The Sisters, director Arthur Allan Seidelman’s contemporary update of Anton Chekhov’s play The Three Sisters, scooped up the Independent Spirit Award at the 6th annual Santa Fe Film Festival and proved the most in-demand film with distributors. Director Seidelman emphasized the importance of the film-festival circuit for films such as his, then promptly flew out of town while fielding bids from as many as 10 different distributors, according to festival executive director Jon Bowman. The Sisters stars Maria Bello and Erika Christensen in the heavily dramatic story of three sisters, their brother, and a fiancé.

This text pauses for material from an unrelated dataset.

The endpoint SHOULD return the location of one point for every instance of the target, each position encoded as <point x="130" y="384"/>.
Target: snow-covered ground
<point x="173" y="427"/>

Winning the Audience Award was Four Lane Highway, another drama, this one about four friends struggling with directionless lives, written and directed by Dylan McCormick.

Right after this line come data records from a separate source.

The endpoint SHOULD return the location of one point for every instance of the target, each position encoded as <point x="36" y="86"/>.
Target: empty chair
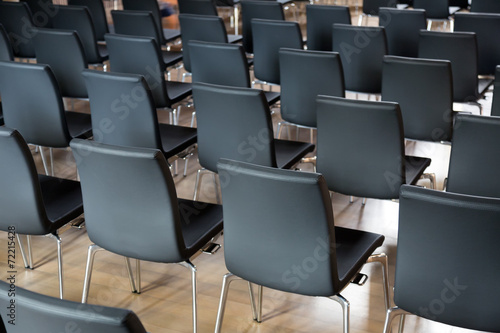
<point x="43" y="313"/>
<point x="473" y="161"/>
<point x="361" y="50"/>
<point x="33" y="205"/>
<point x="438" y="224"/>
<point x="236" y="123"/>
<point x="319" y="25"/>
<point x="304" y="76"/>
<point x="402" y="28"/>
<point x="146" y="210"/>
<point x="258" y="206"/>
<point x="268" y="38"/>
<point x="252" y="9"/>
<point x="379" y="167"/>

Three films with distribution already in place built word-of-mouth buzz for Oscar season: Tommy Lee Jones’s The Three Burials of Melquiades Estrada, Roger Donaldson’s The World’s Fastest Indian, and Ang Lee’s Brokeback Mountain (which has been picking up Critics Awards left and right along with seven Golden Globe nominations). Brokeback screenwriters Larry McMurtry and Diana Ossana revealed they optioned Annie Proulx’s short story within a week of reading it in The New Yorker, had a script done three months later, then it took seven years to get the controversial picture made, with directors Gus Van Zant and Joel Schumacher attached to it before Lee. Closing night film The Three Burials of Melquiades Estrada, with its Cormac McCarthy-esque themes of friendship and social justice, was the standout of the festival--and possibly of 2005.

The Santa Fe Film Festival, which took place from December 8-11, 2005, showcased 220 films, including 60 features. Documentaries comprised a significant 40 percent of the program. Ticket sales were about 18,000, with 6,500 attendees, slightly down from the previous year. There were more than 1,000 submissions, slightly up.

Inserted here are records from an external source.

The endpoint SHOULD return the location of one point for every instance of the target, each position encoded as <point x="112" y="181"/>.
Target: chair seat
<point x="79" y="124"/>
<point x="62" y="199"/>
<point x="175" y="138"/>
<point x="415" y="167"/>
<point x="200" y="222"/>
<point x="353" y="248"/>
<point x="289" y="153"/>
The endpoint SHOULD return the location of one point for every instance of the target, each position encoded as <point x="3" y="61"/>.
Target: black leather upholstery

A handful of documentaries gained momentum at the festival, most notably Shakespeare Behind Bars, a film of redemption focusing on inmates of a medium-security prison who mount a Shakespeare play, which will be distributed theatrically by International Film Circuit in March 2006 and on DVD by Shout! Factory, according to producer Jilann Spitzmiller; High Ambitions in the Himalaya, about a mountain-climbing expedition, which is fielding an offer from Santa Fe-based Zia Film Distribution; and documentary Dirt, about a season of dirt-car racing at the Devil’s Bowl Speedway in Mesquite, Texas, which, according to director-producer Jeff Bowden, has attracted interest from HBO/Cinemax, Spike TV, CS Associates from Boston, and NASCAR.

Industry attendees included Joe Matukewicz of Paramount Classics, Kent Cubena from 2929 Productions, Dylan Wilcox from Focus Features, and Richard Brandt, longtime chairman of Trans-Lux Theatres.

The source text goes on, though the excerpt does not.